Он развернул широкий лист.
— К восьмидесятому году все до тридцатилетнего возраста будут иметь среднее образование. Уже в этом году переходим на твердую пятидневку. Сегодня в нашей совхозной библиотеке, например, 12 тысяч книг.
Спрашиваю у Геннадия Константиновича, каким он представляет «Большевик» через 10 лет? Агеев надолго задумывается, вслух повторяет мой вопрос: «Каким я вижу «Большевик» через 10 лет?»
— Во-первых, не вижу многих деревень. И это естественно: люди не захотят жить на отделениях, потянутся к центру. Мы не можем, да это и неразумно, строить на каждом отделении больницу, школу, новый клуб. Невыгодно, когда все это есть на центральной усадьбе.

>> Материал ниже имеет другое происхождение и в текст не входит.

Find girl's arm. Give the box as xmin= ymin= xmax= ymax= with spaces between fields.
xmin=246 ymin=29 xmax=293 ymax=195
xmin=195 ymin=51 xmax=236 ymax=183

А там, где сейчас отделения, оборудуем полевые станы. Наладим регулярное движение автобуса, иначе нельзя. Надо, скажем, ехать в поле — пожалуйста, подаем транспорт, отвозим на работу. У нас самые дальние отделения 15–20 километров. Не очень близко, правда. А разве вы, москвичи, не ездите на свою работу на такие расстояния?..
А вот каким путем, каким образом, это уже другой вопрос. Но ясно одно: самое главное, самое первое — это качество. На каждом участке. Это лозунг сегодняшнего дня, сегодняшней пятилетки. И мы его понимаем так: речь идет об отношении к труду. Сейчас уже мало работать под лозунгом «Давай — давай!». И конечно, эффективность. Все это мы знаем. Дело в том, чтобы суметь подкрепить материально эти категории. А на пустых словах и полынь не растет.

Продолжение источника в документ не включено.